Record bulk-billing rates for GP attendances were achieved for children, people aged over 65 years and for rural and remote area people in the March quarter of 2007.

Statistics for the quarter show GP bulk-billing has increased to 77.4 per cent, an increase for the 13th consecutive quarter.

The GP bulk-billing rates for children increased to a record 84.9 per cent. For people aged over 65 years, the rate increased to a record 87.3 per cent. The rate in rural and remote areas increased to a record 72.6 per cent.

Bulk-billing rates in the March quarter 2007, compared with the December 2003 quarter (the last complete quarter before the Strengthening Medicare initiatives), show:

NSW up 7.3 percentage points to 83 per cent;
South Australia up 15.9 points to 76.5 per cent;
Victoria up 11.8 points to 75.4 per cent;
Queensland up 13.4 points to 75.1 per cent;
Western Australia up 9.2 points to 71.7 per cent;
Tasmania up 23.3 points to 71.7 per cent;
Northern Territory up 1.8 points to 62.0 per cent;
ACT up 16.1 points to 51.0 per cent.

Minor variations occurred in rates of bulk-billing for GP attendances from state to state in the March quarter 2007, compared with the December quarter 2006, ranging from an increase of 0.9 of a percentage point in the ACT to a fall of 0.7 of a percentage point in the Northern Territory.

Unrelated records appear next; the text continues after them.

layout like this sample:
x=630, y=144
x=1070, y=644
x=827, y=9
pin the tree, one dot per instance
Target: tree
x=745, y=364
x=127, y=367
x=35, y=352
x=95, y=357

Bulk-billing rates for pathology (86.9 per cent) and optometry (96.9 per cent) also reached record levels. The overall bulk-billing rate (for GPs and specialists) reached 73.2 per cent, an all time high.

The GP attendance bulk-billing rate has increased 10.9 percentage points since the Australian Government introduced its $4 billion Strengthening Medicare reforms in 2004. The most significant increases have occurred where the Government has targeted incentives for children and older Australians.